When she hung up the phone she didn’t know what she would tell her son Armando. She would have to tell him the truth that his father was coming
home.
She thought. “He will be like a girl at her quinceanera, jumping and dancing and singing with joy. He cannot know that it is not a time for
celebration but a time to admit defeat. A time to get used to eating like birds, like we did two years ago before Ramon went north to work with his
cousin Lupe with the blocks and the trowel in Austin, Texas”.
“Ramon will not be celebrating. He will not be happy when he sees the lines of young men at the gate to the docks, at the Veracruz Roadways Projects
office, all waiting for a chance to work for nothing, enough for food but not enough for food and rent, enough for rent but not enough for rent and
food. Will it never end? He will not be happy with the small amount I have saved. It seems he sent so much, tens of thousands of pesos, but I had to
help my sister and her family, buy school things and clothes for Armando, pay the doctor when he got the gripe, when he cut his foot. Surely he
can’t expect I could save that much.”
Olivia Ortiz was filled with so many emotions she sat there, holding the phone, unable or unwilling to move – so conflicted by fear and shame and
helplessness. She was afraid Ramon would go into a rage about how much money was left, how much she spent. Shamed because he had risked everything to
make the money, send it home, that he had worked so hard for so long and perhaps it really was her fault they had little to show for it now. She
shared the hopeless, empty feeling with all the poor people of Tuxpan who could not envision a better tomorrow.

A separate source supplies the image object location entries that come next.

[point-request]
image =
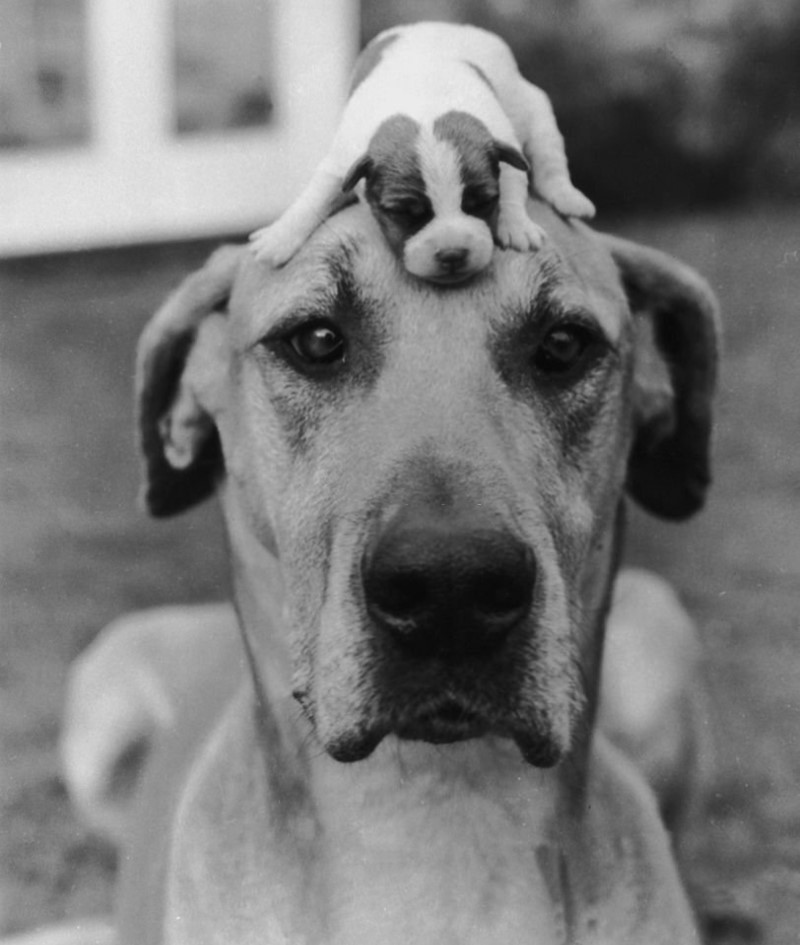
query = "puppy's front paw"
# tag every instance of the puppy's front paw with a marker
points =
(568, 200)
(516, 230)
(273, 245)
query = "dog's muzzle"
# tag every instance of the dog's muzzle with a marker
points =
(445, 587)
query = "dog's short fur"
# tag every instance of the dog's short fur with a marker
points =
(434, 125)
(423, 490)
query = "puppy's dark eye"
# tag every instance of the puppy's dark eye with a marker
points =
(317, 344)
(563, 349)
(412, 211)
(479, 205)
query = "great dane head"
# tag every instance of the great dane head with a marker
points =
(438, 472)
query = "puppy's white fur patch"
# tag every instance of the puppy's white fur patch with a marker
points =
(440, 164)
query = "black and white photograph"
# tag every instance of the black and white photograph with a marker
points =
(399, 472)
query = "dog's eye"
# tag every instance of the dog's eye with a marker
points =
(317, 344)
(479, 205)
(413, 211)
(562, 349)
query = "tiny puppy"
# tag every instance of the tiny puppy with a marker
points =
(443, 130)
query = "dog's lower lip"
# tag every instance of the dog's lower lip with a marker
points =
(449, 722)
(537, 751)
(452, 278)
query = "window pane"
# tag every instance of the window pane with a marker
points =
(43, 82)
(222, 64)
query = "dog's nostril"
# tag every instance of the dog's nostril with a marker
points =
(399, 596)
(500, 595)
(453, 257)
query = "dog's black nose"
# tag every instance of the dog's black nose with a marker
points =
(452, 259)
(446, 588)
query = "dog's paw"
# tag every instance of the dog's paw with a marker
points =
(273, 246)
(568, 200)
(515, 230)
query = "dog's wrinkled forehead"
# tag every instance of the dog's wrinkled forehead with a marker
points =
(347, 260)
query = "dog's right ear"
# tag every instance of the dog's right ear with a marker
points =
(177, 436)
(507, 154)
(361, 168)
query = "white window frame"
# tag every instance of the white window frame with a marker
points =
(136, 180)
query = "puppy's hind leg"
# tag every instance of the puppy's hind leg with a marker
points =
(277, 243)
(541, 140)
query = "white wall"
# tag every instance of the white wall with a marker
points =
(136, 180)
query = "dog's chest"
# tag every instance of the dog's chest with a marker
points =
(439, 860)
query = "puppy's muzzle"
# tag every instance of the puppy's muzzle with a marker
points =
(447, 586)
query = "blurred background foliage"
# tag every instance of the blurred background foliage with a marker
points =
(664, 105)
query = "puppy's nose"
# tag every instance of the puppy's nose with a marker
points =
(448, 589)
(453, 258)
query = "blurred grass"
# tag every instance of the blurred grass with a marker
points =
(75, 551)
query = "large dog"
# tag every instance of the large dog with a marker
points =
(423, 490)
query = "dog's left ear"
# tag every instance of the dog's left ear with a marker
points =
(510, 155)
(361, 168)
(677, 340)
(174, 371)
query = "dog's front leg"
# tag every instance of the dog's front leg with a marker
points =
(277, 243)
(515, 229)
(544, 146)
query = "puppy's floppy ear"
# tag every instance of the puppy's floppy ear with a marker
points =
(677, 340)
(180, 444)
(508, 154)
(361, 168)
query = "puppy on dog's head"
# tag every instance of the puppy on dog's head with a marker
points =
(435, 191)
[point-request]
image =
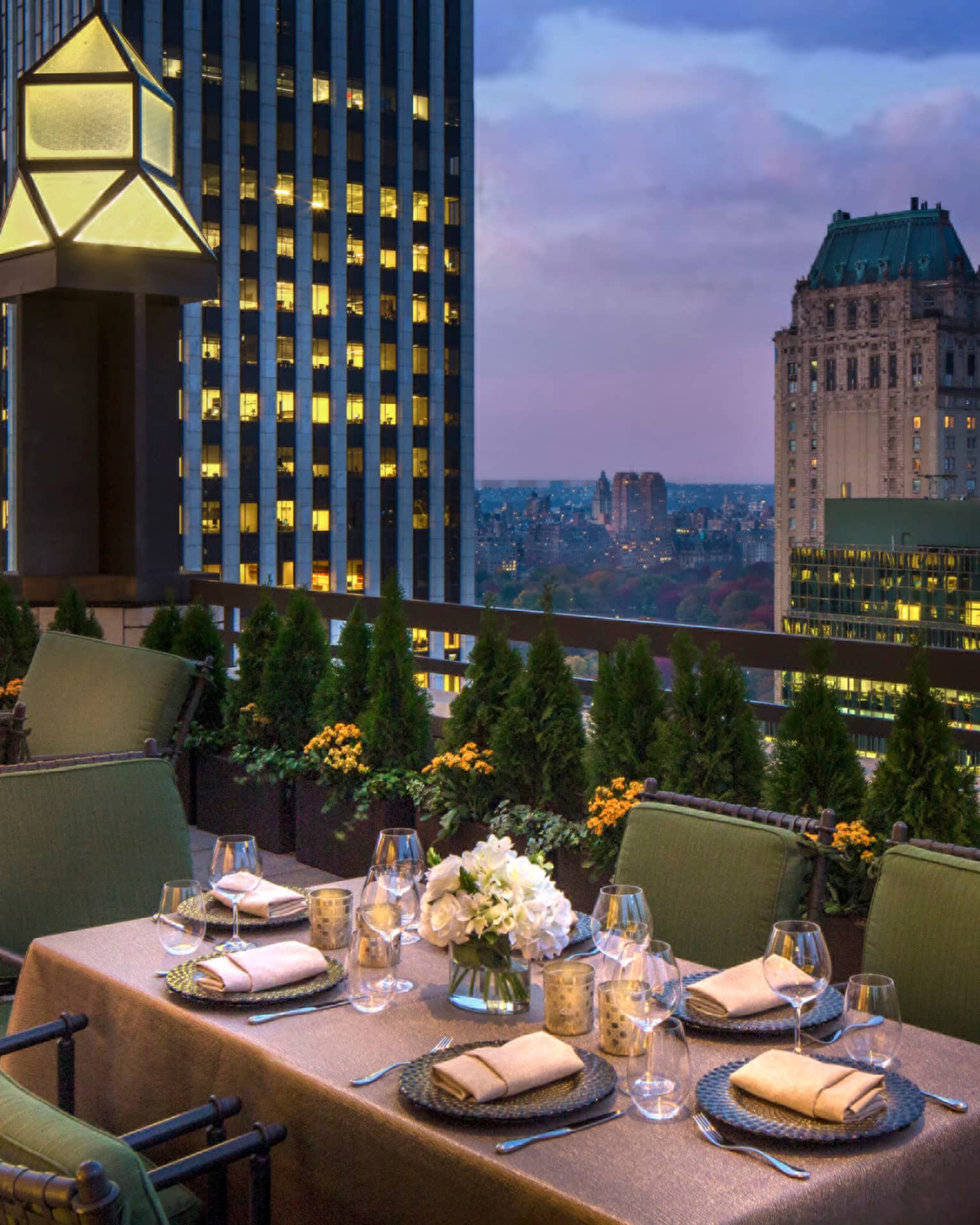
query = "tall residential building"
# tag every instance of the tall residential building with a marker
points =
(876, 375)
(326, 150)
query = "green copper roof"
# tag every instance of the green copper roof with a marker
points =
(919, 243)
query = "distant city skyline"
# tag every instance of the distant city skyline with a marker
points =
(651, 185)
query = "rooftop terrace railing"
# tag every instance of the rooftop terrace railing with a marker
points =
(751, 648)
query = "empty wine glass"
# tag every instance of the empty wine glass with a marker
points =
(620, 918)
(872, 995)
(181, 919)
(390, 902)
(803, 945)
(400, 847)
(236, 870)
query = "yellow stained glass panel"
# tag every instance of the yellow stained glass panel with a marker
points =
(22, 227)
(78, 120)
(90, 51)
(136, 217)
(158, 131)
(68, 195)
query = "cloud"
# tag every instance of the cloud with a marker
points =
(636, 255)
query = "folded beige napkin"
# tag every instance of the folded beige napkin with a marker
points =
(276, 966)
(503, 1071)
(744, 990)
(263, 898)
(821, 1091)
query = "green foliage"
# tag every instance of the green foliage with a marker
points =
(494, 665)
(919, 781)
(19, 636)
(294, 668)
(396, 726)
(813, 763)
(711, 745)
(163, 629)
(539, 742)
(71, 617)
(254, 646)
(196, 638)
(628, 706)
(342, 695)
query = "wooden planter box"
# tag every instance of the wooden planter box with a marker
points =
(350, 856)
(256, 806)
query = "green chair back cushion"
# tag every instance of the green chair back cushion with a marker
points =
(88, 696)
(40, 1136)
(84, 845)
(924, 931)
(714, 885)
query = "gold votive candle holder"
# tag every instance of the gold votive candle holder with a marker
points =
(617, 1033)
(374, 951)
(331, 916)
(569, 998)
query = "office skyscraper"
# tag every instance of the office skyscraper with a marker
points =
(326, 147)
(876, 380)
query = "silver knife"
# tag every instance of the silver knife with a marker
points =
(512, 1146)
(263, 1017)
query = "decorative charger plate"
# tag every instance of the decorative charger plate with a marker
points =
(719, 1098)
(594, 1082)
(182, 982)
(778, 1021)
(220, 915)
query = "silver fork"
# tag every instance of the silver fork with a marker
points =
(441, 1045)
(714, 1136)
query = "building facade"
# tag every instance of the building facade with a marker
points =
(876, 380)
(326, 150)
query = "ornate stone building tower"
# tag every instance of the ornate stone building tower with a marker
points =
(876, 375)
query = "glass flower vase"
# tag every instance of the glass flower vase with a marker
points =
(488, 979)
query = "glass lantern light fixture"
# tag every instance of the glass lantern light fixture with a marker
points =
(96, 154)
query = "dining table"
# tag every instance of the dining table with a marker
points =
(368, 1155)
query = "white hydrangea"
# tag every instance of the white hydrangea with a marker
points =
(514, 897)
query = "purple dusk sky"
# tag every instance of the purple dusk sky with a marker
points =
(651, 181)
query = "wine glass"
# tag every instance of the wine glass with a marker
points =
(390, 902)
(236, 856)
(181, 918)
(648, 989)
(872, 995)
(620, 919)
(803, 945)
(397, 848)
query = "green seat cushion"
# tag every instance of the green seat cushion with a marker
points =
(924, 931)
(714, 885)
(85, 845)
(88, 696)
(40, 1136)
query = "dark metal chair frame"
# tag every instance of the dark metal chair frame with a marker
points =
(901, 838)
(822, 829)
(92, 1197)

And what about the boy? She remembered taking Ramon’s old tattered, plaid shirt from his sack before he left. Armando found it; made it his own,
slept with it and sometimes would wear it like a robe. She would often see the quick wiry boy, now seven years old, stalking through the platano, his
small feet encased in red mud, mimicking his beloved father; cursing, spitting, slashing out at the thick, green stalks and fronds with a stick. In
the boy’s mouth, a small piece of wood, a prop cigarette to finish the picture. Sometimes the little man of the house went too far in his efforts to
help his Mami. Olivia could not count the times she had go to the neighbors, pay them for the chickens and eggs he stole and brought home with a grin.
He considered all chickens near his fence as free range stock. To Armando it was a simple Civil Rights question. The answer being that eggs produced
are the products of patently free peckers and scratchers who got food from not just the streets but also the Ortiz property and the small yards and
gardens of all of Armando’s neighbors.
His bravery was never more evident as the day his father was packing to leave. His five year old heart was beating with more than childish resolve.

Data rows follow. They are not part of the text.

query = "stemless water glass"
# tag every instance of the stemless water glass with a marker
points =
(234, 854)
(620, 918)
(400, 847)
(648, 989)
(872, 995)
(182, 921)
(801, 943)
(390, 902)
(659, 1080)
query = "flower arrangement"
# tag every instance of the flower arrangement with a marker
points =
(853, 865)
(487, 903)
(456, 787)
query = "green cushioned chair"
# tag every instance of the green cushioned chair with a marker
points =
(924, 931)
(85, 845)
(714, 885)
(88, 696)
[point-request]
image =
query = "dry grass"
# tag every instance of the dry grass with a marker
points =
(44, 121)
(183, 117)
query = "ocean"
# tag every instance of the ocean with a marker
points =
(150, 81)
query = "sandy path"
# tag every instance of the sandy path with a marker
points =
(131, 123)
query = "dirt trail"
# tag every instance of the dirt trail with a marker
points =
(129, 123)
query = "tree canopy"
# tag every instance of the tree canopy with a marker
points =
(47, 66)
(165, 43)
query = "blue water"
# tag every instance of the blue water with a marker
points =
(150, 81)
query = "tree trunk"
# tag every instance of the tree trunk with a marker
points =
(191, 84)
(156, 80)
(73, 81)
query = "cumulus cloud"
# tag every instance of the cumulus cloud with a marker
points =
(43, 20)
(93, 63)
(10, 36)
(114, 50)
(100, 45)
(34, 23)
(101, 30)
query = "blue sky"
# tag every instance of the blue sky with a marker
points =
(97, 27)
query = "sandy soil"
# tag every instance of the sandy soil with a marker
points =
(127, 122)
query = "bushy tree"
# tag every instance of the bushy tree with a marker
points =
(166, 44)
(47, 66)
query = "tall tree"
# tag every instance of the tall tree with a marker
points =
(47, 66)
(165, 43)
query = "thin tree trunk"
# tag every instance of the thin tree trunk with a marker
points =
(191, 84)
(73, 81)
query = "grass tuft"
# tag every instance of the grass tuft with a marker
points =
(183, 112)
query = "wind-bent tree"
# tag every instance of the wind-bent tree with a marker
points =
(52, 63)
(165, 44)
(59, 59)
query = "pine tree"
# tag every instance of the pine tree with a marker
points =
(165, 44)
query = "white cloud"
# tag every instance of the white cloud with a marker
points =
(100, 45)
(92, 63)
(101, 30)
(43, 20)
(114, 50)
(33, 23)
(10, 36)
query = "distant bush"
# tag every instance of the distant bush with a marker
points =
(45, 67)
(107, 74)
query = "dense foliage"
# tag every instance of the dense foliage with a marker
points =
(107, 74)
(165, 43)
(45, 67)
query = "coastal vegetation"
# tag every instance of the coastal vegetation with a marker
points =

“Papi, don’t leave, stay here with us. I will make the money. Show me how to make the money. Show me what to do and I can help. I will make the
money.” His eyes welled up but he turned away to hide the tears, then tried again and again until his father pulled away from his frantic grasp then
disappeared like a ghost into the early morning mist.
Lonely are the brave. The boy would not show his tears to his mother. She could hear his muffled sobs smothered by his pillow and bedding. He did not
care about the new shoes, the bright and handy school backpack – he missed his father, the man who had doted on the boy every minute he spent at
home. Armando knew nothing of the girl child who died for him in the birthing bed; he could never know how much his father was thankful for a
replacement, a boy, a beautiful boy to love, to hold, to teach.

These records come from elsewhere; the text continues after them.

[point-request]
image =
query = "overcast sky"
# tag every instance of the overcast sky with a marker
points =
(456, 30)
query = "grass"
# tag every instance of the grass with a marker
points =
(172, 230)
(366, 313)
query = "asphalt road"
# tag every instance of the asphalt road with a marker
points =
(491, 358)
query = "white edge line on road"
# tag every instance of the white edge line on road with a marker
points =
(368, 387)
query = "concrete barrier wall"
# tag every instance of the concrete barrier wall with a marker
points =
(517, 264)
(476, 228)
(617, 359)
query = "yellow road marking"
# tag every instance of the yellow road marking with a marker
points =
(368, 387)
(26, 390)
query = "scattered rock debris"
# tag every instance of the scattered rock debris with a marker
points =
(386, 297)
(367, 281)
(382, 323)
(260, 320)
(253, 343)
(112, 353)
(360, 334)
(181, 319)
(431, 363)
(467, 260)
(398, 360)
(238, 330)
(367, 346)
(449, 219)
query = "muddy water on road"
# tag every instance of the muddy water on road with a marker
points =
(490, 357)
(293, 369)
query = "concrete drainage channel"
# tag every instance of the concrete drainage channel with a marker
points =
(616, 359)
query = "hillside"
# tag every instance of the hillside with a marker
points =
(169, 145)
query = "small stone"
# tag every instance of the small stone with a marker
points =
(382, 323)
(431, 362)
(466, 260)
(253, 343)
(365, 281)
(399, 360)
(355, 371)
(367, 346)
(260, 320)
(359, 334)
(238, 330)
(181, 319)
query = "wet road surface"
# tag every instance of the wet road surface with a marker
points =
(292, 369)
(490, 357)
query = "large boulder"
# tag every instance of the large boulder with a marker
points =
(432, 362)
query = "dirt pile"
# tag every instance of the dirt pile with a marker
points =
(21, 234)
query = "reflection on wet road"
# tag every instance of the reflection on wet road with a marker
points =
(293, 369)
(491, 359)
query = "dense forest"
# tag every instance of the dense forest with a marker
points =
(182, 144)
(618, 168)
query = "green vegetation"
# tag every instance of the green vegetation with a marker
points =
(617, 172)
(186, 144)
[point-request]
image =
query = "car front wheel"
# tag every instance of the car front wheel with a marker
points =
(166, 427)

For a while Armando will not notice poverty’s return to the Ortiz household – he will be so filled with love and adoration for his father that his
own very private celebration will continue for months to come. Olivia wonders what Ramon will remember after two long years. Will he ask about the new
bed, the rug, the pretty curtain for the shower? She hopes he will be anxious for the lovemaking, be anything but accusative, then, hopefully, he’ll
be totally involved in finding work, making some money after being idle for more than three months. She wonders what he will think about the weight
she’s gained; thirty pounds in about twenty months, then losing about ten of it in the last four months since the money began to trickle in, and
then stop altogether.
One thing for sure - she will not give him all the money that’s left. Some of it she will hide in a special place outside, near the big guymuchil
tree. No one knows what the future may hold. He could decide not to stay, again.
It only took him two days to get home. A trucker gave him a ride all the way from Tampico to Xalapa, he got another ride from there to Veracruz and he
walked the rest of the way to his little pink house.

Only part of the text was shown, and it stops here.